KUDÜS (İLK KIBLE), Araştırmacı, Yayıncı, Eğitimci, Şair ve Yazar. Abdullah Çağrı ELGÜN

KUDÜS; İSLÂMİYETTE İLK KIBLE
Abdullah Çağrı ELGÜN
Kudüs, dünyanın en önemli dinî güzergâhlardan biri ve üç büyük dinin kutsal mekanlarının bulunduğu bir ibadet beldesidir. Bugün Kudüs’te, Mescid-i Aksa’nın içinde bulunan Kubbet’üs Sahra Camii, âlemlere indirilen son din İslâm’ın Peygamberi Hazreti Muhammed’in gökyüzünün katlarından Miraç’a yükselmek için üzerine çıktığı “Sahra” adlı kayanın üzerine imar edilmiştir.
Bu Sahra adlı kaya, Müslümanların ve âlemlerin Peygamberi Hazreti Muhammed’in, üzerine (Sahra) çıkarak, Allah ile buluşmak ve diğer, değişik âlametlere şahitlik etmek için, göğe (Miraç) yükseldiği yerdir. Müslümanlar’ın ilk Kıblesi Mescid-i Aksa Camii, Sahra adlı kayanın üzerinde olup bütün Müslümanlarca kutsallığa sahiptir. Bu bölgeye, çevresi ile birlikte, Harem-i Şerif adı verilmektedir. Bu bölgenin dışı, yer yer otuz, kırk metre arasında değişen surlarla çevrili olup, içinde İlk Kıble(Mescid-i Aksa) ve Kubbet’üs Sahra, Ağlama Duvarı ve Tapınak Tepesi’nin de bulunduğu kutsal mekanlardır.
Burasının, Mescid-i Aksa’nın(Beyt’ül Maktis, Kutsal Ev) yapımı Peygamberlerimizden Hz. Davut ile başlayıp, oğlu Hz. Süleyman tarafından bitirilmiştir.

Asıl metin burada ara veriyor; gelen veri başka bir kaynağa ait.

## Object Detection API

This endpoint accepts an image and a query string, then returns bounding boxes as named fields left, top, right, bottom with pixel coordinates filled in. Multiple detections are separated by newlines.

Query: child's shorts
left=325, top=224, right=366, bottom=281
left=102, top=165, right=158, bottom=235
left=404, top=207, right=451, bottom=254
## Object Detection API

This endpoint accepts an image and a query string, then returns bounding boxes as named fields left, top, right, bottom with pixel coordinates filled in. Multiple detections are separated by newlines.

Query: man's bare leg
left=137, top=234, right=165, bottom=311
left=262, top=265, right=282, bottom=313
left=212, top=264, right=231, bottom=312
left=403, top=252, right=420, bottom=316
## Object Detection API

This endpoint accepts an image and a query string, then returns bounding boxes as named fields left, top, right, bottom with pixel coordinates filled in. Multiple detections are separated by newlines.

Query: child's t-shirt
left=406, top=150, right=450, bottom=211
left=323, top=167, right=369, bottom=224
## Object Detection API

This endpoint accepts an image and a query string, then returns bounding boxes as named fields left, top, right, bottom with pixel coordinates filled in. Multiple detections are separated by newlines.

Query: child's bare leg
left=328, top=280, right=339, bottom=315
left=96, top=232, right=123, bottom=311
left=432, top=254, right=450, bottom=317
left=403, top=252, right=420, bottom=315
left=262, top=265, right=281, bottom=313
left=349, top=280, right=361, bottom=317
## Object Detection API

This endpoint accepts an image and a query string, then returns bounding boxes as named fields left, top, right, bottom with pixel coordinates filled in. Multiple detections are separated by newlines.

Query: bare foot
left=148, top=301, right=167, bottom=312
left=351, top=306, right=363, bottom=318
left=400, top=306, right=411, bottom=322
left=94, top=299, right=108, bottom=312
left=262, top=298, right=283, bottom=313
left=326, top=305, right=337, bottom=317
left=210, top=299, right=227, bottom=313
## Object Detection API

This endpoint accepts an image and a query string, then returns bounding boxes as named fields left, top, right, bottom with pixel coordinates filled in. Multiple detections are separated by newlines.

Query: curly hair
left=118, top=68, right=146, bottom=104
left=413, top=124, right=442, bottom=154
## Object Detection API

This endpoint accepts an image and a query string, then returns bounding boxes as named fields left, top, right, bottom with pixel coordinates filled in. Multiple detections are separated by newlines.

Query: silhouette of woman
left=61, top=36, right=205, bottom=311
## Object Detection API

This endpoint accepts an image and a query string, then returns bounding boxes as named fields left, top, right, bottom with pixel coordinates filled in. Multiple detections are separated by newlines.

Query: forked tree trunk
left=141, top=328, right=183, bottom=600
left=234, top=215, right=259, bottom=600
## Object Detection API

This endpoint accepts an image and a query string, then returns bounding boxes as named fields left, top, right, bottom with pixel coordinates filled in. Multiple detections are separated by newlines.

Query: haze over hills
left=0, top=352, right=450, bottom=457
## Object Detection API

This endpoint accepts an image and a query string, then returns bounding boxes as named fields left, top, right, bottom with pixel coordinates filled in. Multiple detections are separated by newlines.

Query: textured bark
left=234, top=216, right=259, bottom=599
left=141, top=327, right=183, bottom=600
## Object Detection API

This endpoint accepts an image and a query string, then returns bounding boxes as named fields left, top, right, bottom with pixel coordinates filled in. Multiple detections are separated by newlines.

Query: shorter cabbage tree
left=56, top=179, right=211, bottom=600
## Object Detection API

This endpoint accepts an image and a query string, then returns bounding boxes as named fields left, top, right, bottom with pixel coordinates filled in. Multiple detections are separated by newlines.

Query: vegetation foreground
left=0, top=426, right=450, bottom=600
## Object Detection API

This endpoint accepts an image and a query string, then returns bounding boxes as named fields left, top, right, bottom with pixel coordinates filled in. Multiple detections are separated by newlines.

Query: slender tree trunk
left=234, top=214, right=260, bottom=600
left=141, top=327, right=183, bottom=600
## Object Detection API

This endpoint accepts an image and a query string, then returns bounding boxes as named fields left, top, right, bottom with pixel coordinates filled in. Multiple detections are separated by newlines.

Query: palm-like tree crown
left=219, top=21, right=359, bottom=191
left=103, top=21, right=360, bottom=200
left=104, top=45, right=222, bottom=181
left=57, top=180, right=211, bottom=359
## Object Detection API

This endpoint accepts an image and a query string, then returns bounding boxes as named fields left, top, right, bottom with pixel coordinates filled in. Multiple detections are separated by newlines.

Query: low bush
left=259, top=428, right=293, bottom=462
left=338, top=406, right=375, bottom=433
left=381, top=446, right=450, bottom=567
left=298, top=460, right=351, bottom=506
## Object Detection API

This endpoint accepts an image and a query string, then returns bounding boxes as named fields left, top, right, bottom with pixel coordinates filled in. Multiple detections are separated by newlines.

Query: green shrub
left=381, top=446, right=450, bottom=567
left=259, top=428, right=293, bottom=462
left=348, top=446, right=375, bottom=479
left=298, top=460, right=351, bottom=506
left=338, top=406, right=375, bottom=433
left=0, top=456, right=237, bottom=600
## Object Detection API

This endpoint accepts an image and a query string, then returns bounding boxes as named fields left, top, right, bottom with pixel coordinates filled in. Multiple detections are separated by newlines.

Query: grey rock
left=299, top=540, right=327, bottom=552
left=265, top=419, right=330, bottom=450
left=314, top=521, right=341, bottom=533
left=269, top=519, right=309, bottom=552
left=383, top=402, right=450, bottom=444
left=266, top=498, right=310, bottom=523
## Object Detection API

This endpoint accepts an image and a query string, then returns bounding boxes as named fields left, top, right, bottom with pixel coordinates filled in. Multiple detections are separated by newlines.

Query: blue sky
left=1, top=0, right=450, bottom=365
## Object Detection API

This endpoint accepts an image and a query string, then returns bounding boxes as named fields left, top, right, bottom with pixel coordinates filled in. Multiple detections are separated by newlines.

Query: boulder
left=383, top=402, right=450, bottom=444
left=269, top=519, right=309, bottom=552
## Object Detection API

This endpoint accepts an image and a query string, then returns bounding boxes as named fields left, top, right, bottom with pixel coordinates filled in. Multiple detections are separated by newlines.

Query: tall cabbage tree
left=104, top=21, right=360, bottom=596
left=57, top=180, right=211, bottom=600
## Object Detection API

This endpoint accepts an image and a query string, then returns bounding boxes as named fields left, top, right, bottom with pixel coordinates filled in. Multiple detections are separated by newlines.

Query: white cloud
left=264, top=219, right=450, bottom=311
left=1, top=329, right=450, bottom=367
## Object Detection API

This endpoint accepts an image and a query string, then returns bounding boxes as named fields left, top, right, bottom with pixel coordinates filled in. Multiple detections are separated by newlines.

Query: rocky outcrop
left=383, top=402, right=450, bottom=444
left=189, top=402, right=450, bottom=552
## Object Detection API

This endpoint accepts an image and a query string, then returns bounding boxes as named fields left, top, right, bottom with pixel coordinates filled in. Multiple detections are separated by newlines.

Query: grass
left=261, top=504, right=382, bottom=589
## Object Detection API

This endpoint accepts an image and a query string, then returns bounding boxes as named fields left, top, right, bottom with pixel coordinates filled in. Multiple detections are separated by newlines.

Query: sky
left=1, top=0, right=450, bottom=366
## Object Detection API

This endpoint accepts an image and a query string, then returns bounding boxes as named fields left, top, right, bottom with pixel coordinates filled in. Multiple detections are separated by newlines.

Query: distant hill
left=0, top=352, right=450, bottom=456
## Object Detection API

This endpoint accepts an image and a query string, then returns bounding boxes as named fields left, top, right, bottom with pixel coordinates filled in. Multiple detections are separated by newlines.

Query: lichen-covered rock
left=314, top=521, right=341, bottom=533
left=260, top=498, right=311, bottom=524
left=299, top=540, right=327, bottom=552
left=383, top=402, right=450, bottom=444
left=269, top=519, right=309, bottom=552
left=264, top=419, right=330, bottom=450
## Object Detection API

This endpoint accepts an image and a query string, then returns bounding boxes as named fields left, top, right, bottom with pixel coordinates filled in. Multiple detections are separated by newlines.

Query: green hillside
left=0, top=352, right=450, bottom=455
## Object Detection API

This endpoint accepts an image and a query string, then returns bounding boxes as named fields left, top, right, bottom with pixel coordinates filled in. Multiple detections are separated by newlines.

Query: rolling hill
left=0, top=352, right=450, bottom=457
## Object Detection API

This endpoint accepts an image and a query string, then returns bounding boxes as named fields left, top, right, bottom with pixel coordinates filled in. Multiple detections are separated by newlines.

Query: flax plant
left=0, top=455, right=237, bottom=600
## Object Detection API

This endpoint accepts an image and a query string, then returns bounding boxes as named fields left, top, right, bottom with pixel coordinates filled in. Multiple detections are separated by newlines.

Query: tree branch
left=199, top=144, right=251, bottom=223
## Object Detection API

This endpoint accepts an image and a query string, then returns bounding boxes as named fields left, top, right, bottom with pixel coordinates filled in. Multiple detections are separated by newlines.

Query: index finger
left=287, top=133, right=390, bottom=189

Âlemlerin Peygamberi Hz. Muhammed Mustafa, Miraç gecesinde Mekke’den alınarak Medine’ye oradan da Mescid-i Aksa’ya Kudüs’teki ilk Kıble’ye getirilmiş ve burada namaz kıldıktan sonra, Burak atlı bir binek ile Miraç’a çıkarılmıştır. İsra süre’sinin başlangıç âyeti: “Kendisine âyetlerimizden bir kısmını gösterelim diye kulunu (Muhammed’i) bir gece Mescid-i Haram’dan çevresini bereketlendirdiğimiz Mescid-i Aksa’ya götüren Allah’ın şanı yücedir. Hiç şüphesiz O, hakkıyla işitendir, hakkıyla görendir.”  gereğince yolculuk yapmıştır.
Bu Mescidler Hz. Muhamed Mustafa’nın da bahsettiği ve ziyaret için gittiği Mescid-i Aksa, Mescid-i Haram, Mescid-i Nebi(Medine Mescidi) Müslümanların en kutsal yerlerinden kabul edilmekte ve ilgi görmektedir. Harem’üş Şerif ise hem Müslümanlarca hem de Yahudilerce kutsal olarak bilinmektedir. Yahudiler için bölge Museviliğin en kutsal yeri ve Tevrat’ta adı geçen, geçmişteki iki mabedin de bulunduğu yer olarak ilgi görür.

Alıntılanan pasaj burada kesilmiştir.